Small Wars Journal

Dialogue in Nigeria: Muslims & Christians Creating Their Future

Fri, 01/20/2012 - 1:32pm

In Dec 2010, we introduced the SWJ community to Libby and Len Trauman who were beginning the process of forming a dialogue in Nigeria, a non-military, non-state peacemaking through dialogue.  Defining "We" not "Us" versus "Them."

 

Dialogue in Nigeria
Muslims & Christians Creating Their Future

Posted with permission from the authors

This hopeful documentary gives voices and faces to 200 courageous Muslims and Christians – diverse young women and men – who unite successfully in Jos, central Nigeria.

Refusing to be enemies, they are together during days and evenings of the 2010 International Conference on Youth and Interfaith Communication.

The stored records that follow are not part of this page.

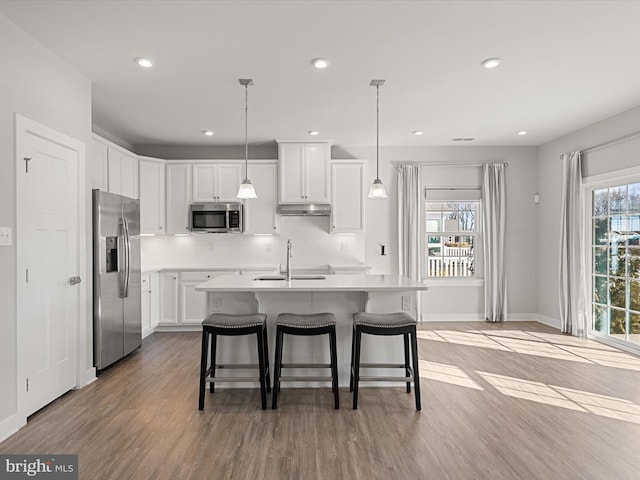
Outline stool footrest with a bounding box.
[360,363,411,368]
[358,375,413,383]
[204,377,260,383]
[282,363,331,368]
[280,376,332,382]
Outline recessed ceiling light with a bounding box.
[136,57,153,68]
[481,58,502,68]
[311,58,329,70]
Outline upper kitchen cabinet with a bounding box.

They are tense yet excited to finally cross lines of religion, economics, tribe, and gender to transcend the status quo and discover empathy for each other's personal life experiences.

Together they realize that "an enemy is one whose story we have not heard," while listening-to-learn and thus dignifying themselves and the "others."

Face to face and in small circles, they begin with ice-breakers and continue in depth to discover one another's equal humanity – fear, grief, needs, hopes, and concrete plans for a shared future.

These determined young Nigerians illustrate how others worldwide can successfully connect and communicate to create authentic community.

 

Request DVD:
 

                        DIALOGUE IN NIGERIA
                                                   at
                      http://traubman.igc.org/vidnigeria.htm

 

DESCRIPTION:   
Two hundred courageous Christian and Muslim young adults met in face-to-face Dialogue,
listening to learn and discovering their equal humanity, new communication skills, and that
"an enemy is one whose story we have not heard."

A 2012 film by the
New Era Educational and Charitable Support Foundation
Jos, Plateau State, Nigeria
&
Jewish-Palestinian Living Room Dialogue Group
San Mateo, California, USA

Comments

KingJaja

Sun, 01/22/2012 - 1:48pm

Sadly, there are deep,underlying political problems that underpin these tensions and these photo-ops (for all their benefits) will not address them.

I speak as a Nigerian, conversant with that part of the country.

These tensions started in the early nineties, and they were in response to the creation of local councils, the problems of indigene vs settler and evangelical Christianity vs fundamentalist Islam.

Hubba Bubba

Sat, 01/21/2012 - 12:37am

an interesting aspect of swarm theory in action...crowd-sourcing; social movements in the digital era.